Bradm/markup fixes (#271)

* Markup fix for heading size * \hat{r} fix
twitter · Oct 10, 2024 · da77c13 · da77c13
1 parent f53a697
commit da77c13
Showing 1 changed file with 5 additions and 5 deletions.
diff --git a/documentation/under-the-hood/ranking-notes.md b/documentation/under-the-hood/ranking-notes.md
@@ -90,13 +90,13 @@ Additionally, because the matrix factorization is re-trained from scratch every
 While the matrix factorization approach above has many nice properties, it doesn't give us a natural built-in way to estimate the uncertainty of its parameters.
 We take two approaches to model uncertainty:
 
-### Pseudo-rating sensitivity analysis
+#### Pseudo-rating sensitivity analysis
 
 While the matrix factorization approach above has many nice properties, it doesn't give us a natural built-in way to estimate the uncertainty of its parameters. One approach that we use to help quantify the uncertainty in our parameter estimates is by adding in "extreme" ratings from "pseudo-raters", and measuring the maximum and minimum possible values that each note's intercept and factor parameters take on after all possible pseudo-ratings are adding. We add both helpful and not-helpful ratings, from pseudo-raters with the max and min possible rater intercepts, and with the max and min possible factors (as well as 0, since 0-factor raters can often have outsized impact on note intercepts). This approach is similar in spirit to the idea of pseudocounts in Bayesian modeling, or to Shapley values.
 
 We currently assign notes a "Not Helpful" status if the max (upper confidence bound) of their intercept is less than -0.04, in addition to the rules on the raw intercept values defined in the previous section.
 
-### Supervised confidence modeling
+#### Supervised confidence modeling
 
 We also employ a supervised model to detect low confidence matrix factorization results.
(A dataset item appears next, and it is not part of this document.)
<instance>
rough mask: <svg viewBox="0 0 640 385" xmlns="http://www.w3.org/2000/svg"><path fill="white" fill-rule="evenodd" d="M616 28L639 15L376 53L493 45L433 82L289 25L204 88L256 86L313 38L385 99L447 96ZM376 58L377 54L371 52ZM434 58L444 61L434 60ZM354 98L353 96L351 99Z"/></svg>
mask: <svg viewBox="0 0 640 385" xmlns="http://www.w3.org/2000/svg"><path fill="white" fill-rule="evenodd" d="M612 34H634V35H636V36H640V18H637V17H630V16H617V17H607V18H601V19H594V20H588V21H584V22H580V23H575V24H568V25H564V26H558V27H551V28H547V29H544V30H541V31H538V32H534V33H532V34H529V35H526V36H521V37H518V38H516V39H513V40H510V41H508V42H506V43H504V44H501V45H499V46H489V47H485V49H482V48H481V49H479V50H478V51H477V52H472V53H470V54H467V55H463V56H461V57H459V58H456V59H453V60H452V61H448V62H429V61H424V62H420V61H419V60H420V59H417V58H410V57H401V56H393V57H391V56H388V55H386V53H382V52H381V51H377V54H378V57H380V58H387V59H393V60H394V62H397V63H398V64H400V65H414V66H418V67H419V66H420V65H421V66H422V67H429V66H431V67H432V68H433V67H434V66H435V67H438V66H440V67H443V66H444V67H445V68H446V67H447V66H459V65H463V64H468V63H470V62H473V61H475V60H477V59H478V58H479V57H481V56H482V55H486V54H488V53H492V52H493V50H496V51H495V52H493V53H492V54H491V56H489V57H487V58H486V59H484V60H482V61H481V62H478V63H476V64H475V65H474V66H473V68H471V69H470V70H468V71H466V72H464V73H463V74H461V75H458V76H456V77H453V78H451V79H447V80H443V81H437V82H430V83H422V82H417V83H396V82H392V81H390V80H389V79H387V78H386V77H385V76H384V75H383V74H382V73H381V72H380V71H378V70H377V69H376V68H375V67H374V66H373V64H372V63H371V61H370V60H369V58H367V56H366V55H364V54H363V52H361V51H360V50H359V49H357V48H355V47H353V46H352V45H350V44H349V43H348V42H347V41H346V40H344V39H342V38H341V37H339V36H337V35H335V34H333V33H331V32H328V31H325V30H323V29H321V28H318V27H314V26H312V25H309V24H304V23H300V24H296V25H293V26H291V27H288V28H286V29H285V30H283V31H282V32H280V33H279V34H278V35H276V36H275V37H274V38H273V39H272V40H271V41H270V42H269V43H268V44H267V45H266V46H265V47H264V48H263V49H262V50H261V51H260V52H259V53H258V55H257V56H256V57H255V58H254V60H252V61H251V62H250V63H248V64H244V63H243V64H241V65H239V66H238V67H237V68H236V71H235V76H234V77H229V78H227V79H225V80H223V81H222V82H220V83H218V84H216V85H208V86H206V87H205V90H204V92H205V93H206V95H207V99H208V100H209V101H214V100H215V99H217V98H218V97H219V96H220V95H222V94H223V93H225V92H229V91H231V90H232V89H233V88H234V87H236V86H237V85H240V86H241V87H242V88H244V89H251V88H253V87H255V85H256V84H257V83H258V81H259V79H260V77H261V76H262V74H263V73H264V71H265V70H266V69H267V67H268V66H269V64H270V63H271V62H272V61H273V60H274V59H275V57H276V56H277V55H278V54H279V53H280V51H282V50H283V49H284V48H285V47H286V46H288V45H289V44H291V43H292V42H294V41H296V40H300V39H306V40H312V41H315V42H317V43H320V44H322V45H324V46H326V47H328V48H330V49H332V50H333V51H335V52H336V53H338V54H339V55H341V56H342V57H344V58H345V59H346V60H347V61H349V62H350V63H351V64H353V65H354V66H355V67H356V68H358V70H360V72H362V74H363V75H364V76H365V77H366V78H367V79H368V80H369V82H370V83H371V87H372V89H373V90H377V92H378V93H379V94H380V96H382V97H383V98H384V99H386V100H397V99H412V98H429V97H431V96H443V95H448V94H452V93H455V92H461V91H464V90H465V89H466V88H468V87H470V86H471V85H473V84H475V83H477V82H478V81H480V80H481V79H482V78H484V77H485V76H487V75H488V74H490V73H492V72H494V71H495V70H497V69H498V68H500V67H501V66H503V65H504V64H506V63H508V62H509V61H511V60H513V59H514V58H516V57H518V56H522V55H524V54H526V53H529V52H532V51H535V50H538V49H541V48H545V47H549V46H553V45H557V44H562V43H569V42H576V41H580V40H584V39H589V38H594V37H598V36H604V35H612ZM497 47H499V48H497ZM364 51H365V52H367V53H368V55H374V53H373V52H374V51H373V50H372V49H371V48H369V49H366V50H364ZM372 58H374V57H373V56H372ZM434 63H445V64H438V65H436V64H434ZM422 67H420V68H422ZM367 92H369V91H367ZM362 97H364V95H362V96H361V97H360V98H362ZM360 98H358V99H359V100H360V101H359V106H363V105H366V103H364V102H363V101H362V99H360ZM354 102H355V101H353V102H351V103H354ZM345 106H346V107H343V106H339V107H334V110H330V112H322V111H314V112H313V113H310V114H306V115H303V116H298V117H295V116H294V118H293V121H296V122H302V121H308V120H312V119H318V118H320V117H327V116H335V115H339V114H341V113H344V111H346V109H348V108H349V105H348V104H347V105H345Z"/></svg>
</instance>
 If the model predicts that a note will lose Helpful status, then the note will remain in Needs More Ratings status for an additional 30 minutes to allow it to gather a larger set of ratings.
@@ -238,13 +238,13 @@ The second round uses the user factors learned during the first round to weight
 
 As with the baseline matrix factorization approach, we predict each rating as
 
-$$ \hat{r}_{un} = \mu + i_u + i_n + f_u \cdot f_n $$
+$$ r̂_{un} = \mu + i_u + i_n + f_u \cdot f_n $$
 
 During the first round, we minimize the loss shown below over the set of all observed ratings $r_{un}$.
 Note that this model uses a single-dimensional factor representation. 
 
 $$
-\sum_{r_{un}} (r_{un} - \hat{r}_{un})^2 + \lambda_{iu} i_u^2 + \lambda_{in} i_n^2 + \lambda_{\mu} \mu^2 + \lambda_{fu} f_u^2 + \lambda_{fn} f_n^2 + \lambda_{if} i_n |f_n|
+\sum_{r_{un}} (r_{un} - r̂_{un})^2 + \lambda_{iu} i_u^2 + \lambda_{in} i_n^2 + \lambda_{\mu} \mu^2 + \lambda_{fu} f_u^2 + \lambda_{fn} f_n^2 + \lambda_{if} i_n |f_n|
 $$
 
 Where $\lambda_{iu}=30\lambda$, $\lambda_{in}=5\lambda$, $\lambda_{\mu}=5\lambda$, $\lambda_{fu}=\dfrac{\lambda}{4}$, $\lambda_{fn}=\dfrac{\lambda}{3}$, $\lambda_{if}=25\lambda$ and $\lambda=0.03$.
@@ -267,7 +267,7 @@ Notice that the weights $w^S_{un}$ function to balance the loss across ratings f
 Consequently, the loss optimized during the second round is:
 
 $$
-\sum_{r_{un}} w_{un} (r_{un} - \hat{r}_{un})^2 + \lambda_{iu} i_u^2 + \lambda_{in} i_n^2 + \lambda_{\mu} \mu^2 + \lambda_{fu} f_u^2 + \lambda_{fn} f_n^2 + \lambda_{if} i_n |f_n|
+\sum_{r_{un}} w_{un} (r_{un} - r̂_{un})^2 + \lambda_{iu} i_u^2 + \lambda_{in} i_n^2 + \lambda_{\mu} \mu^2 + \lambda_{fu} f_u^2 + \lambda_{fn} f_n^2 + \lambda_{if} i_n |f_n|
 $$
 
 Combined with the regularization adjustments from the first round, the added weighting functions to improve the learned user representation, ultimately allowing the model to recognize more instances of consensus among users that hold different perspectives.